Translation: making somebody mow their lawn is not equivalent to slavery.
Linda Gasses was fined $150 for violating Ordinance 17-207, Art. II, Sec. 42-33, which prohibits allowing grass or weeds to reach a height of six inches or more (or to be otherwise "unkempt," whatever that might mean). Rather than pay, the Gasses the Gasseses the Gasses family Ms. Gasses Linda chose to fight. She lost (again) in the state's highest court on October 4, 2010. Gasses v. City of Riverdale, 701 S.E.2d 157 (Ga. 2010).

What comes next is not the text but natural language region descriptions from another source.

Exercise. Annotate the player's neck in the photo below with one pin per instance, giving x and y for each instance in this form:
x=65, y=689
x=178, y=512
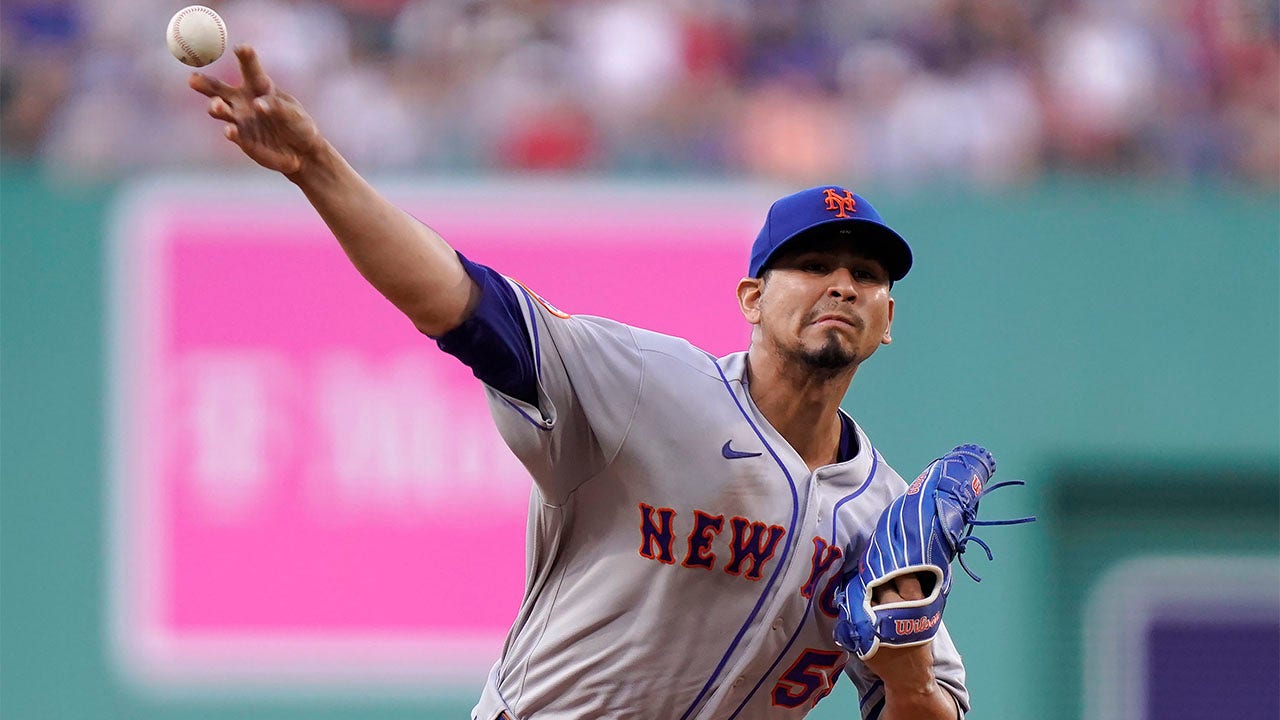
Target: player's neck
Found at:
x=800, y=405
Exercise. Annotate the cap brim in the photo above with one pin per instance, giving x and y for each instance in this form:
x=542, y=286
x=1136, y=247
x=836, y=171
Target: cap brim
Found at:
x=877, y=240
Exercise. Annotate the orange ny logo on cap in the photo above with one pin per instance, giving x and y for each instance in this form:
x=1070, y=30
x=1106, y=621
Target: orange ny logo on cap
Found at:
x=840, y=204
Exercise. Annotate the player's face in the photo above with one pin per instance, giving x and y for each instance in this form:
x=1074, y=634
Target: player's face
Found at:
x=822, y=304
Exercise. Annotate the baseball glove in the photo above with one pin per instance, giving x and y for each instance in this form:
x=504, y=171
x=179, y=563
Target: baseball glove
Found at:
x=920, y=532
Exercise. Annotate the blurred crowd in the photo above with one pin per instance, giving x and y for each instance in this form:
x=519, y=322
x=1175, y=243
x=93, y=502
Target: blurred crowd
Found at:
x=896, y=92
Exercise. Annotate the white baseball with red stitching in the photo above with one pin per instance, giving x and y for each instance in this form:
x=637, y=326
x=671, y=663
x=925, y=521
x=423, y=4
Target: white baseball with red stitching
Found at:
x=196, y=36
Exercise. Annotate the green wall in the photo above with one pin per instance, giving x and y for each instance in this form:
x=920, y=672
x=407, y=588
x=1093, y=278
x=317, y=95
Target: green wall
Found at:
x=1092, y=333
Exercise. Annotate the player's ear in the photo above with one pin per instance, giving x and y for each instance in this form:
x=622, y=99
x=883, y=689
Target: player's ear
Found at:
x=749, y=291
x=888, y=326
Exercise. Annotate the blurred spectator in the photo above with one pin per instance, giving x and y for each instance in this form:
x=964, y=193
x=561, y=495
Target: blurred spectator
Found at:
x=972, y=91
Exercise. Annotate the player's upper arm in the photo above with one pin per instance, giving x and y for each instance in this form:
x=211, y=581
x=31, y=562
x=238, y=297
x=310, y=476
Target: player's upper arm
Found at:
x=588, y=382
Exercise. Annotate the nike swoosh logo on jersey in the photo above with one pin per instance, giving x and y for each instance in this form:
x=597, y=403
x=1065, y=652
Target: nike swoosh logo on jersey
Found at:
x=730, y=454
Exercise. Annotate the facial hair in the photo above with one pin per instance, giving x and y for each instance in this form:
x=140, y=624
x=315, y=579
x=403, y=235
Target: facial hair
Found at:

Linda argued, among other things, that the ordinance violated due process and equal protection because it forced elderly homeowners to work and treated owners differently from non-owners. But the court held the ordinance did not target the elderly (a protected class), and so the "rational relationship" test applied. If you are the challenger, that normally means you lose, and this was no exception. The court held that regulating overgrown vegetation was at least a "rational" purpose and was a valid use of the city's "police power."
Nor was the mowing requirement "akin to involuntary servitude." The scope of the 13th Amendment was interpreted in U.S. v. Kozminski, where the Supreme Court defined "involuntary servitude" as requiring "the use or threatened use of physical or legal coercion" to force someone to work. 487 U.S. 931 (1988). The fact that, in Kozminski, the court reversed (for further proceedings) the convictions of people charged with coercing mentally disabled men to work in slave-like conditions did not bode too well for somebody claiming she shouldn't have to mow her lawn. And indeed, the Georgia court held that government may require certain civic duties (military service, jury duty, lawn-mowing) without running afoul of the 13th Amendment.
Also, it turns out this argument has been tried before.
In Rowe v. City of Elyria, an Ohio man also complained about having to mow the grass, also invoked the 13th Amendment, and also lost. 38 Fed. Appx. 277 (6th Cir. 2002). Bonus points: that plaintiff had demanded $2 million in compensatory damages for the alleged weed-related civil-rights violations.
None of these decisions suggest that anybody has researched whether the debate over the post-Civil-War amendments included their potential effect on our nation's lawns, so that may be something to consider for the next such case.